That is what I told this young girl, who may or may not be dying. Just as I may or may not be dying—as may anyone. And why am I putting it here now? Because that day, that moment that I took to write her, when I had the strength and clearness of thought to tell her exactly what I believed—what I do believe—now still exists for me to cling to.
Because right now, this week, I need it.
Love, -Kristina
*Update: Please visit the main Lloyd Newsletter page for my post-Dr. Day message, "Calm." (http://thelloydnewsletter.blogspot.com/)
Thursday, February 4, 2010
Lloyd is Attention Starved
Apparently, much like the faces you see staring at you from racks of magazines surrounding the checkout line at the grocery store, Lloyd demands attention. He doesn’t necessarily have anything new to contribute: he hasn’t broadened his horizons, explored new territories, or learned any new languages. He hasn’t met anyone new. He hasn’t even gained or lost weight. He is, in the words of Dr. G at today’s Dr. Day, “stable, stable, stable, stable, stable.” He does continue to show the same fluid flair which has caused so much concern for the past four months—but even that hasn’t changed. What a drama queen! He is too lazy to grow (not that I am complaining), so he throws up a fluid flare which sends my entire tumor board into meetings about me. My worry level went up.Now, upon this third Dr. Day since the fluid flare arrived, it seems that it may turn out to be a big nothing. I am incredibly grateful that my doctors take everything so seriously. I am delighted that this flare might mean nothing after all. I am learning—slowly, with the application of beatings about the head—to not get so worked up over everything. It really is my doctors’ job to do that. It is hard, though, to stay calm when your entire board is clearly worried. I get better and better at this, Lloyd, and I’m sticking with my trusty t-shirt from now on. *For those who haven't read my December 26th post, that t-shirt reads, "Screw Lloyd")

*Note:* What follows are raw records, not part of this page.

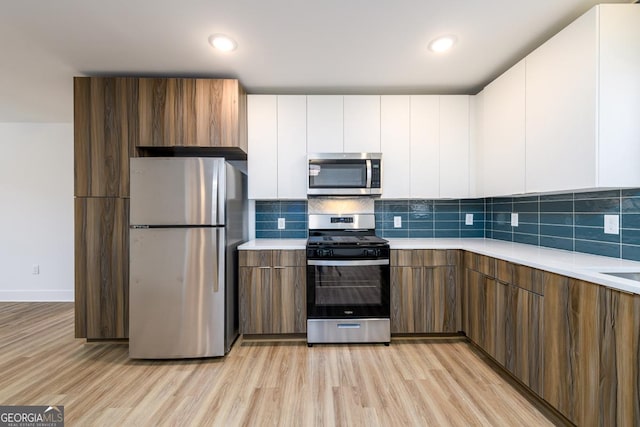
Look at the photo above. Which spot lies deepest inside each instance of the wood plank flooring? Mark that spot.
(421, 382)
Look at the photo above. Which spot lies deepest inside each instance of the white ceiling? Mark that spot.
(284, 46)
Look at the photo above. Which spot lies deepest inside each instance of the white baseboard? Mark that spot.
(36, 295)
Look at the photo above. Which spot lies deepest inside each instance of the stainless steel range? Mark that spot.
(348, 280)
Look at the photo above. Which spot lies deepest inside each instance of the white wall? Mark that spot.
(36, 211)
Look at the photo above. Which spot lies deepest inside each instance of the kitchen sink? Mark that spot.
(625, 275)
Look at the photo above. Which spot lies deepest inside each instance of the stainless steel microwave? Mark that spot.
(345, 174)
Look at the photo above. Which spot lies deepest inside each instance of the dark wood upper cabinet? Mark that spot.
(177, 112)
(105, 134)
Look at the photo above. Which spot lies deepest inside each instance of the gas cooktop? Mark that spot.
(346, 240)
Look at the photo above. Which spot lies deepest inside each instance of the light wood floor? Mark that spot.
(421, 382)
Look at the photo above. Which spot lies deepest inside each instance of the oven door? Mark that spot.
(348, 288)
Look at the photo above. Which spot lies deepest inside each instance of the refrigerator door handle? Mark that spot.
(220, 244)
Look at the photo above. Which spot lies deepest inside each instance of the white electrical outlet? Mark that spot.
(612, 224)
(468, 219)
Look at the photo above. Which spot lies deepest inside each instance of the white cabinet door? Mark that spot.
(502, 157)
(262, 134)
(292, 147)
(362, 124)
(619, 96)
(424, 167)
(561, 120)
(395, 139)
(325, 124)
(454, 146)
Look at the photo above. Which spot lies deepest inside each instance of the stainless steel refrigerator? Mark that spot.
(188, 215)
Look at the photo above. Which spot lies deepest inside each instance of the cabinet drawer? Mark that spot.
(273, 258)
(480, 263)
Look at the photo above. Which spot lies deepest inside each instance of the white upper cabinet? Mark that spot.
(262, 135)
(292, 149)
(582, 103)
(277, 159)
(424, 166)
(361, 124)
(501, 153)
(454, 146)
(325, 127)
(395, 138)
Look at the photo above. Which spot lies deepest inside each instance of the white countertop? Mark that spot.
(573, 264)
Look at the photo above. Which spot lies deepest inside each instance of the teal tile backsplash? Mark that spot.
(569, 221)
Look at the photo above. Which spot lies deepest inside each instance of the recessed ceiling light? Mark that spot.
(442, 44)
(222, 43)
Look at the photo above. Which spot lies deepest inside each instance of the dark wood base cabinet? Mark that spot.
(273, 292)
(424, 291)
(573, 343)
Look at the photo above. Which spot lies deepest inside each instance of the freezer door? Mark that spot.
(177, 293)
(177, 191)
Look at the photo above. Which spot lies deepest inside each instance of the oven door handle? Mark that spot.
(351, 263)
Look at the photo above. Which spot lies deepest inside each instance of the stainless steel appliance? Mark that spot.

I have other terrific news to report: Five hundred and thirty four. That is the number of days I went without driving, which came to an end on January seventh. I was shocked when I saw the total number of non-driving days. Considering I only had the one loss-of-consciousness seizure (July 2008), it seemed very surreal. However, even the “word seizures” count, so I was extremely careful to follow the law exactly. The law, naturally, couldn’t care less about when they got around to me, but that is all behind us now, and I didn’t even have to take any tests! It seems that the reviewing doctors get to choose what to require from us, and mine decided I was competent without any driving examination at all. I do have to submit medical reports every three months, but I’m a driver again! I’m taking it very slowly, only driving on surface streets while alone, and doing some practice larger road driving with Mark along. I have to learn to trust myself again.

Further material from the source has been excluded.